English Jowar Roti (100 G) and English Indian Sabji (1 Serving (110g))
Lunch
192 mg/dL
Usually causes a large spike
Avg. Food Score on Ultrahuman App
Ultrahuman Users got an UNSTABLE response
How to consume english jowar roti, english indian sabji without glucose spikes
Combine with Protein
Add lean proteins like grilled chicken, tofu, or cottage cheese to your meal. This helps slow down carbohydrate absorption.
Include Healthy Fats
Incorporate healthy fats such as avocado, olive oil, or nuts. These fats can help moderate blood sugar levels.

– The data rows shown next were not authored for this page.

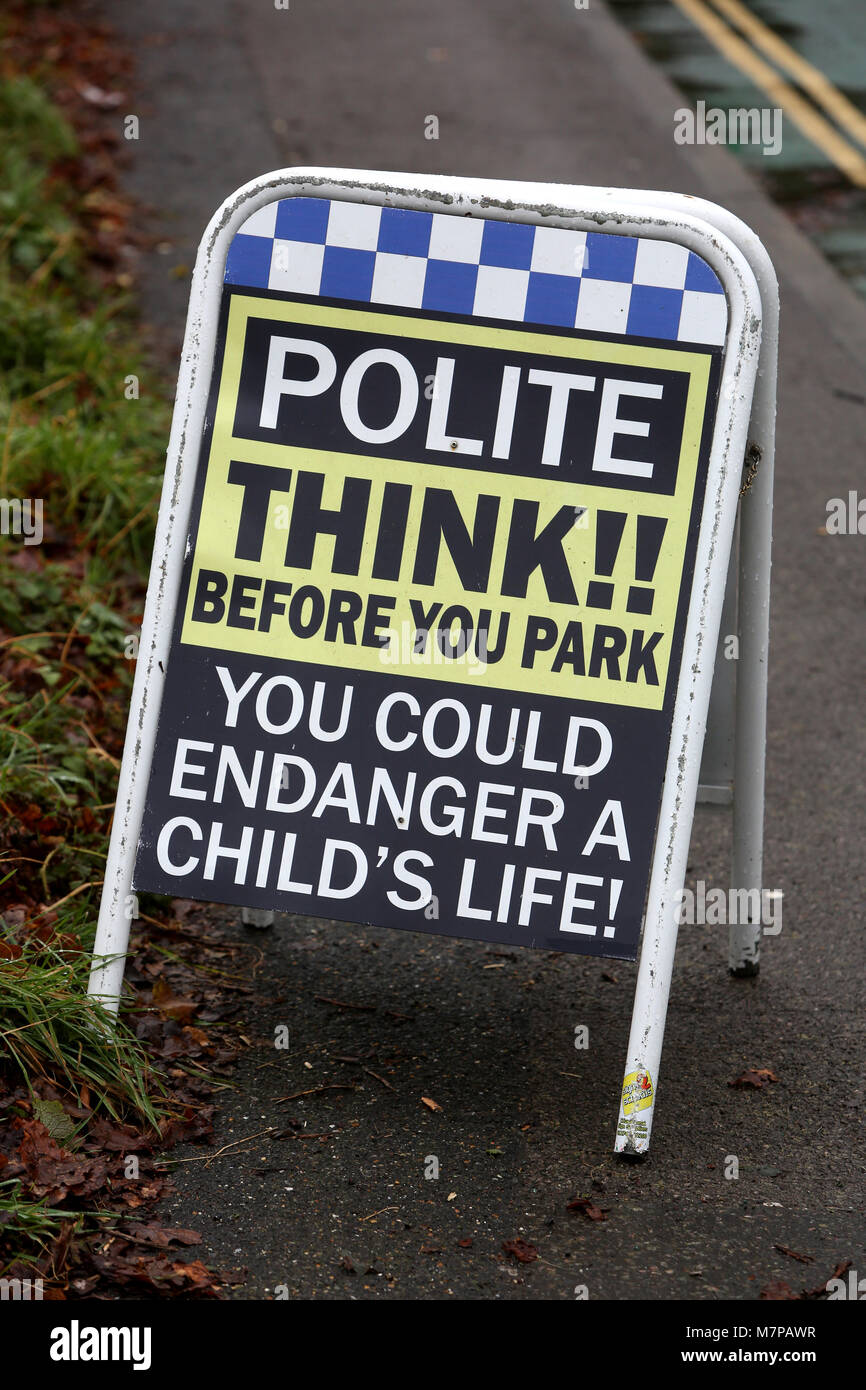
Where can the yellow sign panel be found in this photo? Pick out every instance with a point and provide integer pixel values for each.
(616, 652)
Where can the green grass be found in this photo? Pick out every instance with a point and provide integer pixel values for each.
(70, 437)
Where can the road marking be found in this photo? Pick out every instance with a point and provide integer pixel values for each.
(780, 92)
(811, 78)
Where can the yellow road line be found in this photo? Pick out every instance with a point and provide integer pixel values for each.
(811, 78)
(780, 92)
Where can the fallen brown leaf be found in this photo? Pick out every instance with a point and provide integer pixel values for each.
(520, 1250)
(587, 1208)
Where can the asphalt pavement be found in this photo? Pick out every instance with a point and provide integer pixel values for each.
(348, 1205)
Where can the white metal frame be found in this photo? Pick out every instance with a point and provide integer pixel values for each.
(741, 263)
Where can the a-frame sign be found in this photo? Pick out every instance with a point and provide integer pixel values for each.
(439, 571)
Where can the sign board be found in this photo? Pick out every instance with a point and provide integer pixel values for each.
(439, 560)
(455, 483)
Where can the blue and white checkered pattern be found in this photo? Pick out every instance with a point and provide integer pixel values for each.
(444, 263)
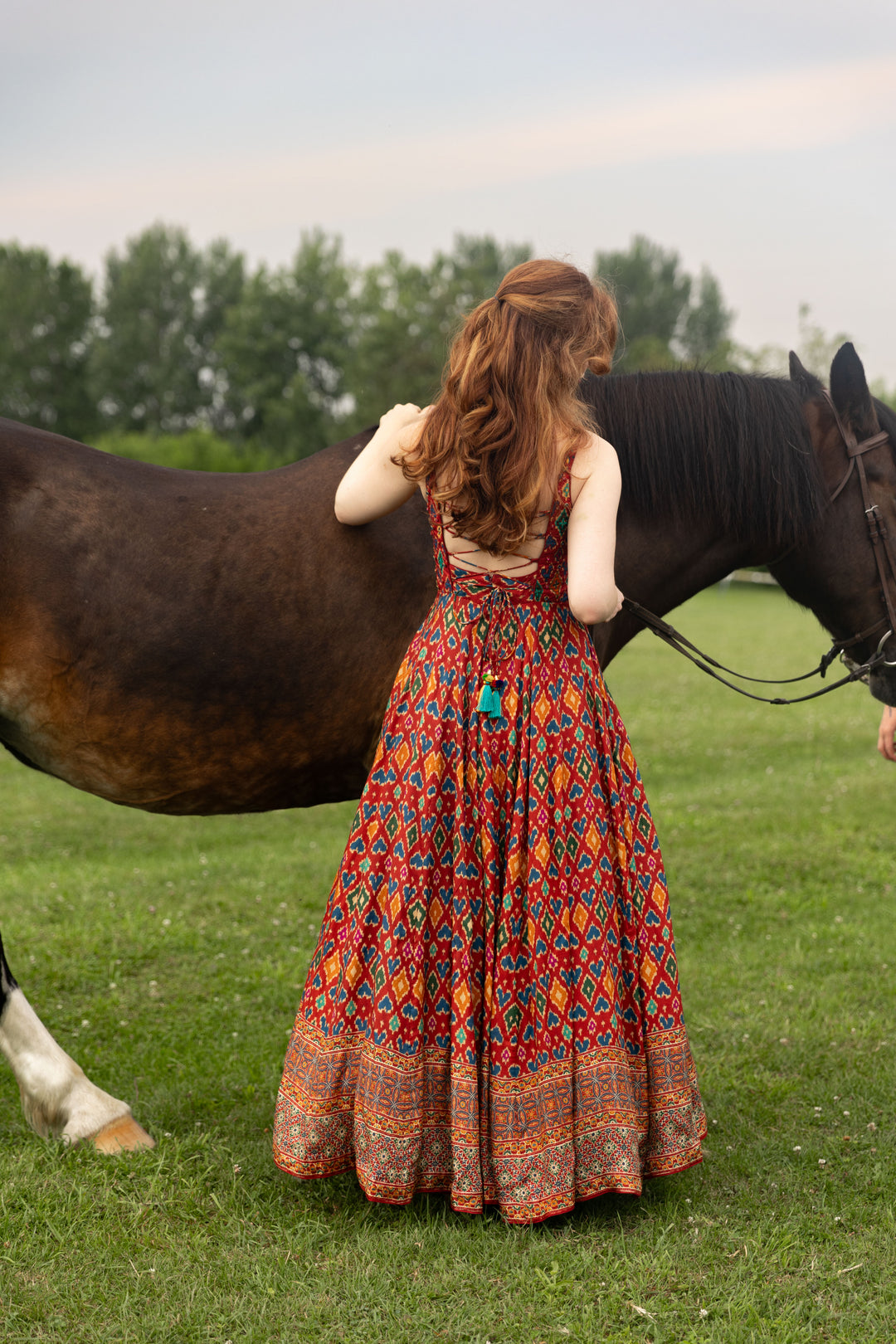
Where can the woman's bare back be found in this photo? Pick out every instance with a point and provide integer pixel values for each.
(466, 555)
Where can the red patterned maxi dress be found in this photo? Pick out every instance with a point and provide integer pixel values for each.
(494, 1006)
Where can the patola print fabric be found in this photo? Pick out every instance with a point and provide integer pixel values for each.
(494, 1004)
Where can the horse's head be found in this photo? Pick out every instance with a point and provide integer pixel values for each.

Eat Non-Starchy Vegetables
Opt for vegetables like spinach, broccoli, or bell peppers. They have a minimal impact on blood sugar.
Portion Control
Reduce the portion size of the jowar roti and sabji to manage carbohydrate intake better.
Pre-Meal Fiber
Start your meal with a fiber-rich salad containing greens, cucumbers, and tomatoes. Fiber slows down the digestion of carbohydrates.
Stay Hydrated
Drink plenty of water before, during, and after your meal. Good hydration aids in overall metabolic function.
Opt for Whole Grains
If possible, choose whole grain varieties of jowar roti for added fiber benefits.
Cinnamon Sprinkling
Sprinkle some cinnamon on your food. It helps in enhancing insulin sensitivity and controlling blood sugar levels.
Post-Meal Activity
Engage in a light walk or physical activity after your meal to help lower blood sugar spikes.
Mind Your Timing
Space your meals evenly throughout the day to avoid large spikes caused by overeating in one sitting.